Paulo Novais / Lusa

António Costa classificou como “absolutamente indigna” a iniciativa de realizar o jantar de encerramento da Web Summit no Panteão Nacional, mas quando o primeiro-ministro era presidente da Câmara de Lisboa, a Associação de Turismo a que também presidia organizou um evento naquele monumento.

A notícia foi avançada pela CMTV e entretanto confirmada pelo então director da Associação de Turismo de Lisboa (ATL), Vítor Costa.

Esse jantar organizado pela ATL no Panteão Nacional ocorreu a 11 de Setembro de 2013, segundo avança o Correio da Manhã, frisando que o evento visou promover o fado, contando com convidados de várias nacionalidades.

Na altura, o actual primeiro-ministro era presidente da Câmara de Lisboa e também presidente da ATL, mas Vítor Costa assegura ao Observador que “António Costa não foi consultado nem teve conhecimento” do evento.

Através do seu perfil do Facebook, Vítor Costa reforça aquela ideia, destacando que Costa “não foi consultado e não teve conhecimento, nem tinha que ter” do jantar organizado “no âmbito de uma acção promocional de rotina”.

O gabinete do primeiro-ministro assegura também ao Observador que “António Costa, enquanto presidente da Câmara, não promoveu nenhum jantar no Panteão“, que “desconhecia qualquer jantar” e que “é totalmente falso que tenha promovido qualquer jantar”.

Certo é que esse jantar ocorreu antes do despacho do Governo PSD/CDS

que permite a realização de eventos no Panteão Nacional e que Costa aponta, agora, como o “culpado” por esta polémica iniciativa da Web Summit.

O primeiro-ministro classificou o jantar da Web Summit como uma situação “absolutamente indigna do respeito devido à memória” das figuras honradas no Panteão Nacional, prometendo alterar o despacho que o permitiu “para que situações semelhantes não voltem a repetir-se, violando a história, a memória colectiva e os símbolos nacionais”.

“António Costa nunca tem nada a ver com nada”

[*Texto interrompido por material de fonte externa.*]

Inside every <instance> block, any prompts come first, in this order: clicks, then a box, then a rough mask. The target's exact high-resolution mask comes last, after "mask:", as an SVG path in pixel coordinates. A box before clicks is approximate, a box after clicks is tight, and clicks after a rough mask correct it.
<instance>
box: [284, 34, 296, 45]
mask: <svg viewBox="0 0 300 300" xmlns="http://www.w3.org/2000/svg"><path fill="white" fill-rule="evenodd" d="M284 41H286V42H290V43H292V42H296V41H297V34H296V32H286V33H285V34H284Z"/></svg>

Comentando a posição de António Costa no seu habitual espaço de comentário na SIC, Luís Marques Mendes critica que o primeiro-ministro “nunca tem nada a ver com nada, nem com os incêndios nem com Tancos, nem com a legionela”.

“O primeiro-ministro devia ter seguido o exemplo do fundador da Web Summit, que pediu desculpa com toda a humildade“, afiança ainda Marques Mendes, considerando que a directora da Direcção-Geral do Património Cultural devia “ter posto o lugar à disposição”.

Entretanto, o Eco apurou que o jantar da Web Summit no Panteão Nacional era do conhecimento público, tendo sido divulgado pela organização do evento a um grupo de grandes empresas e a elementos do Governo. Esta publicação atesta que o jantar “estava na agenda do evento enviada por email na semana anterior à conferência” a alguns elementos do Executivo.

Também se sabe, agora, que a empresa pública NAV (Navegação Aérea) organizou um jantar no Panteão Nacional, em Outubro passado. Fotografias do evento constam da página de Facebook da empresa tutelada pelo Ministério do Planeamento e Infraestruturas.

A directora de comunicação da NAV revela ao Observador que a empresa pública não contratou directamente o Panteão Nacional, mas que optou por uma proposta apresentada por uma das empresas de catering contactadas no âmbito do evento.